Family group structure might also have influenced our results, especially for long-lived animals for which the genetic influence of one successful breeder can be detected for many generations. Difficulties with amplification of MS41B likely reduced our ability to identify male wolves. A possible higher prevalence of females in the sample might nevertheless exacerbate genetic structuring in species where males are more likely to disperse. However, male wolf profiles we assessed showed a similar island-mainland gradient. Observational and tracking data suggest that wolf group size in the study area was???10 individuals (Darimont ), and it appears unlikely that the observed gradient in genetic profiles could be explained by social structure (i.e., wolf pack membership) alone. The identification of 116 individuals in the study area appears reasonable for a sampling period that included 2 litters, winter pup mortality that may exceed 50%, and the likelihood that 20% of individuals would be solitary or extra-territorial dispersers (Mech and Boitani ).

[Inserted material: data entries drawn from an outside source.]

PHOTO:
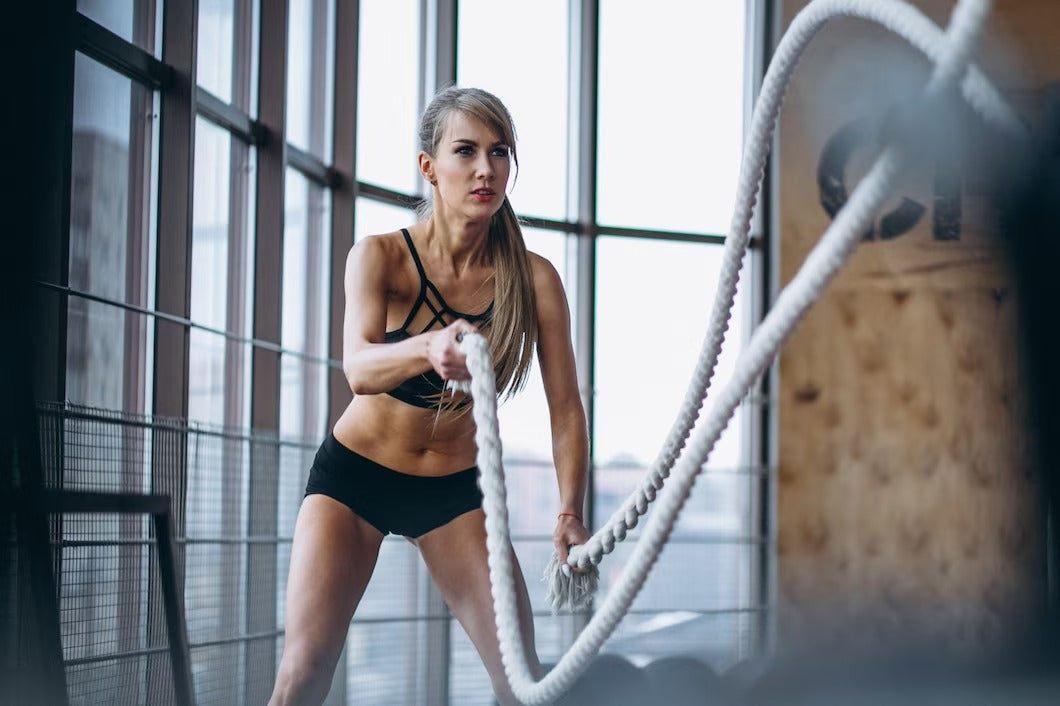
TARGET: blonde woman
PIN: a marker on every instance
(401, 459)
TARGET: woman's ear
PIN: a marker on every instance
(427, 168)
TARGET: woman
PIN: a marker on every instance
(402, 456)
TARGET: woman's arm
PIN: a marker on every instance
(570, 443)
(371, 366)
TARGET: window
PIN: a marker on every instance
(670, 119)
(227, 58)
(136, 21)
(388, 81)
(528, 71)
(111, 239)
(311, 52)
(305, 310)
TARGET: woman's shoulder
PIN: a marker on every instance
(378, 249)
(544, 271)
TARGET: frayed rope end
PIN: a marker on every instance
(567, 588)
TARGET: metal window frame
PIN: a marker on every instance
(262, 564)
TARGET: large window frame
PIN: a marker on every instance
(261, 128)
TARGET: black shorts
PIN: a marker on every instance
(390, 500)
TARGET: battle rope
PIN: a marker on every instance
(950, 53)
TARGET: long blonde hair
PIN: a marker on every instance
(512, 331)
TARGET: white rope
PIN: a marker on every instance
(950, 52)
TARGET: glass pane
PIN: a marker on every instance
(227, 53)
(210, 225)
(106, 356)
(388, 80)
(206, 377)
(136, 21)
(375, 218)
(670, 113)
(100, 183)
(696, 602)
(111, 239)
(310, 68)
(535, 91)
(222, 277)
(675, 285)
(215, 38)
(304, 309)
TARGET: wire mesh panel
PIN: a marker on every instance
(115, 638)
(110, 600)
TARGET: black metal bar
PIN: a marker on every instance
(661, 234)
(385, 195)
(168, 424)
(313, 168)
(113, 656)
(229, 117)
(63, 500)
(125, 57)
(270, 634)
(343, 195)
(179, 653)
(173, 318)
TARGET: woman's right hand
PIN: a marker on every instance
(444, 353)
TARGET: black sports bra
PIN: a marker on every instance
(423, 390)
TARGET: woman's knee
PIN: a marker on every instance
(304, 676)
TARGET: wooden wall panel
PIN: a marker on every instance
(906, 496)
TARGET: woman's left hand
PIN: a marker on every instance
(569, 531)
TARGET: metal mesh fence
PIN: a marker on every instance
(234, 497)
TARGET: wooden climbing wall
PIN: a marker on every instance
(906, 496)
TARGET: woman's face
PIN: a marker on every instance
(471, 166)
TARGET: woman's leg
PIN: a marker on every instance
(332, 559)
(456, 557)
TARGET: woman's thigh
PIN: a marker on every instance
(456, 557)
(332, 560)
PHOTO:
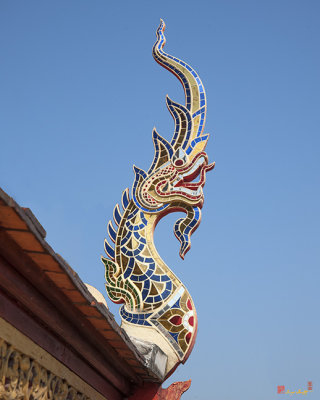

Despite the above-mentioned uncertainties, we offer the working hypothesis that the sharp ecological gradient between island and mainland locations, as revealed by the landscape characteristics and the dietary and parasitic data from wolves in our study area, can influence population genetic structure. Although our study must be interpreted with caution, and should be repeated with genetic profiles of higher quality, the results appear consistent with an increasing body of literature reporting genetic differentiation in wolves and other highly mobile species (see Introduction) influenced by ecological and environmental factors. Dispersal rates and gene flow might differ substantially between island and mainland sub-populations, and the extent to which populations are demographically independent could help define management units (Palsbøll et al. ) along the Pacific coast.
Associated morphological or other characteristics observed over time might have allowed TEK knowledge holders to recognize these dissimilar wolf forms. Such intra-specific nomenclature is common among indigenous knowledge holders (Turner et al. ). Indeed, in adjacent southeast Alaska, the frequency of the black colour phase among wolves killed by trappers is ~50% on the mainland and only ~20% on the islands (Person et al. ). Additional morphological differences among wolves of coastal BC might have led to mainland-island classification by local people.
The evolutionary influence of marine resources, which are pronounced on islands in our study area, can be dramatic for terrestrial wildlife. For example, polar bears (U. maritimus Phipps, 1774) are thought to have evolved from grizzly bears in peripheral areas where marine resources were abundant (Shields et al. ). Moreover, wolves of coastal BC (mainland and island populations) were thought to have diverged from interior populations in part because of marine resource availability in coastal zones (Muñoz-Fuentes et al. ). Individuals born in this distinct environment are likely better able to survive and reproduce within, compared to beyond, these conditions.